Die 90 Minuten seiner Mannschaft quälten den älteren Herren im schwarzen Wintermantel an der Seitenlinie des Stadio di Olimpico sichtlich. Mal stand er regungslos vor der Gästebank, mal gestikulierte er wild, als könne er so selbst weitere Gegentore seiner Mannschaft verhindern. Doch es half alles nichts. Am Ende, das musste auch Claudio Ranieri, der ergraute Trainer der Gäste feststellen, stand es 5:1 für Lazio Rom. Für Ranieri, der mit Sampdoria Genua im Abstiegskampf steckt, eine herbe Niederlage. Doch trotz der Sorgen um die sportliche Situation seiner Mannschaft weckte das Spiel offenbar sentimentale Erinnerungen an erfolgreichere Tage seiner Trainerkarriere. In den vergangenen Jahren war das italienische Titelrennen ob der Dominanz Juves eine »One Man Show«. Doch mit Lazio Rom mischt nun ein Verein im Kampf um den Scudetto mit, der im Gegensatz zur Konkurrenz aus Mailand und Turin mit einfacheren Mittel kämpft – wie einst Ranieri selbst zu seiner Zeit bei Leicester City. Und so gestand der Mister in den Katakomben des Stadions, dass ihn die Auftritte Lazios an seine eigene Geschichte erinnerten: »Wenn die Laziali im März immer noch dort oben stehen, könnten sie das italienische Leicester werden.«
Denn mit dem Sieg gegen Sampdoria Genua am vergangenen Wochenende und Inters Unentschieden gegen Lecce verkürzten die Römer nicht nur den Abstand auf den Tabellenzweiten aus Mailand (zwei Punkte), sondern setzten auch eine beeindruckende Siegesserie fort.

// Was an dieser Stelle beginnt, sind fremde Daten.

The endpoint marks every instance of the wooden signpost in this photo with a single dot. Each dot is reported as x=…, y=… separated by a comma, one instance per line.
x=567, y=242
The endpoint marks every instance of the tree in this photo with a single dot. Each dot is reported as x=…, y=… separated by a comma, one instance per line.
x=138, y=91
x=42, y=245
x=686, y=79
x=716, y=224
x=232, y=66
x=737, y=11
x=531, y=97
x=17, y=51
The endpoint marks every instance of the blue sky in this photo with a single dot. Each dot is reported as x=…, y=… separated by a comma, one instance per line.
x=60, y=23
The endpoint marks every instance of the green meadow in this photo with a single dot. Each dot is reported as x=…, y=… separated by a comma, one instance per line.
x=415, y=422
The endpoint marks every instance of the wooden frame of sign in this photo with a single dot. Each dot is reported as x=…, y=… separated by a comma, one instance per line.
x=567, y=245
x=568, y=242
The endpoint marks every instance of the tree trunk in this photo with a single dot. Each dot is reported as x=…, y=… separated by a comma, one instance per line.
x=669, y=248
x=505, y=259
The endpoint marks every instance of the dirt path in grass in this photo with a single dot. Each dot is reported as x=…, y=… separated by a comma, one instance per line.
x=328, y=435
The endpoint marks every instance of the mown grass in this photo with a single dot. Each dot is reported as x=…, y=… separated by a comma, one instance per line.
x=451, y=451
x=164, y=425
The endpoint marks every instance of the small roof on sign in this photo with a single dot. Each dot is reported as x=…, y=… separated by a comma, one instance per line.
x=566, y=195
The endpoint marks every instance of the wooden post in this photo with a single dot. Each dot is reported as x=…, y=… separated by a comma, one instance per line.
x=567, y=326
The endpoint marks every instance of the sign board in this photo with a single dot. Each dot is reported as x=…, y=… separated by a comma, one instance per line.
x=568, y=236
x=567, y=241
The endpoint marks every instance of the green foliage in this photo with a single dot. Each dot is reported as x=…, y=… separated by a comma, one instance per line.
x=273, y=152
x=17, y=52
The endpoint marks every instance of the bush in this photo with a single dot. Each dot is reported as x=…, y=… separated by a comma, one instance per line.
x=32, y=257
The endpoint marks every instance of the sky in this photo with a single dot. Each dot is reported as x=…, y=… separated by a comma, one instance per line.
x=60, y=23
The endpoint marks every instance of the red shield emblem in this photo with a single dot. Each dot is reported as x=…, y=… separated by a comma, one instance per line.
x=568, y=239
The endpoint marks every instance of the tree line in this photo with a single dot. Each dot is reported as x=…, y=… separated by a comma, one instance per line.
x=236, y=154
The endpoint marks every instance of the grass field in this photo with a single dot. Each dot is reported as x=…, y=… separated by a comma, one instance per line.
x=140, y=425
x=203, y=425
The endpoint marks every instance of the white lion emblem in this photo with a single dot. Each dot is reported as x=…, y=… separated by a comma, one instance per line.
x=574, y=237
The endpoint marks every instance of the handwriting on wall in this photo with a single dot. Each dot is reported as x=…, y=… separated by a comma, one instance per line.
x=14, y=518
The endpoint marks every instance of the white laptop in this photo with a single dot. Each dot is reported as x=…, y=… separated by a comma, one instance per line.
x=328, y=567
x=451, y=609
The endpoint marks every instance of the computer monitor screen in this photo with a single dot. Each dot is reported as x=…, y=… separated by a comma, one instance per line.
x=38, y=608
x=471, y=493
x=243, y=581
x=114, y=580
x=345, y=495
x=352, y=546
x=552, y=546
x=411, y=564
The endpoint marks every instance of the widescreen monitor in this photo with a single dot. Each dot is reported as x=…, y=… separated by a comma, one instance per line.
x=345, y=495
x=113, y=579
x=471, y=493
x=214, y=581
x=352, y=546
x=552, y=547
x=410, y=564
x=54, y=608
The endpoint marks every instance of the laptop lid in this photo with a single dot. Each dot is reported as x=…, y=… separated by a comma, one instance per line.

Seit dem Unentschieden gegen Atalanta Bergamo Mitte Oktober hat Lazio keinen einzigen Punkt im Titelrennen liegen lassen. Mit anderen Worten: Lazio hat die letzten elf Spiele gewonnen. Das ist nicht nur Klub-Rekord, sondern bietet auch Anlass zum Träumen für diejenigen, die es in der Hauptstadt Italiens mit den Blauen halten. Doch nicht nur die Fans scheinen in Anbetracht des Erfolgs euphorisiert. Auch Trainer Simone Inzaghi wagte nach Abpfiff der Partie eine Kampfansage: »Ich glaube an den Scudetto«, sagte er kurz, aber deutlich. Der Traum von der ersten Meisterschaft Lazios seit zwanzig Jahren, erscheint dieser Tage realistischer als je zuvor.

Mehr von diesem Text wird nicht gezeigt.